A World Bank report estimated that the 2014 GDP toll, directly and indirectly, attributable to the recent Ebola outbreak in Africa will be between $2.2 billion and $7.4 billion. The viral outbreak has infected 14,000 people.
If so, what is the implied economic benefit—in terms of averted GDP loss—of health innovations that rid the world of the bubonic plague, which once killed an estimated one-third of the global population in 5 years, and smallpox, which killed an estimated 300 million people last century? What is the implied economic benefit of health innovations that now allow those infected with the human immunodeficiency virus (HIV)—which has killed 32 million people globally—to be able to live as long as uninfected individuals?
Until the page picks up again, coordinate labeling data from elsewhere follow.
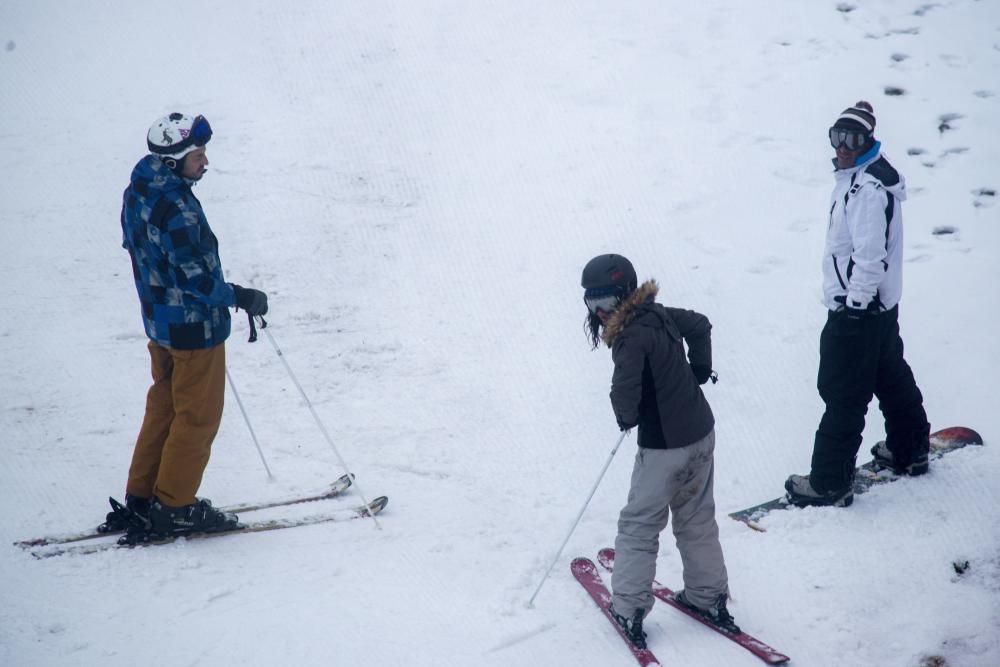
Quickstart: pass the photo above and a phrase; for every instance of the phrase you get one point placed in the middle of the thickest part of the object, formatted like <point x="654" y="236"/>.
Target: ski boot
<point x="717" y="614"/>
<point x="886" y="459"/>
<point x="198" y="517"/>
<point x="632" y="627"/>
<point x="122" y="516"/>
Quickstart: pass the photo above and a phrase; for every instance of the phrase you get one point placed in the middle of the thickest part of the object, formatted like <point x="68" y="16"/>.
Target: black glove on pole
<point x="251" y="300"/>
<point x="704" y="373"/>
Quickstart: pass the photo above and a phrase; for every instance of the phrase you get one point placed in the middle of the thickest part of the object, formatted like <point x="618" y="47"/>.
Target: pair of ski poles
<point x="312" y="410"/>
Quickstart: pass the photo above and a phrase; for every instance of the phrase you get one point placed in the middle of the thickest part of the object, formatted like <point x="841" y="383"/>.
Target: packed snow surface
<point x="417" y="185"/>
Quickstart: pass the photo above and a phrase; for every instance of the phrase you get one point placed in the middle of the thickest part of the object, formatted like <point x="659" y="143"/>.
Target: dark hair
<point x="592" y="327"/>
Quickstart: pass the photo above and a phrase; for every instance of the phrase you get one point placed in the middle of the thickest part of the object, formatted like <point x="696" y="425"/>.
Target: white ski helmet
<point x="176" y="135"/>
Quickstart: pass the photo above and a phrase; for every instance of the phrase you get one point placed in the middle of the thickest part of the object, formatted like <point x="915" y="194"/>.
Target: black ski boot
<point x="884" y="458"/>
<point x="198" y="517"/>
<point x="717" y="614"/>
<point x="120" y="517"/>
<point x="631" y="626"/>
Earlier in 2014, a media furor arose over another virus, hepatitis C. As companies usher in the first curative drugs for this deadly viral pandemic that has already infected 130 million people globally, politicians are tripping over themselves in on drug pricing.
While a debate rages about the cost of these drugs, it is also important to contemplate and calculate the implied GDP benefit—the health dividend, if you will—accrued by economies made healthier by these innovations. The public is generally unaware that they are collecting this health dividend because the human mind tends to overlook averted losses despite its significant economic value.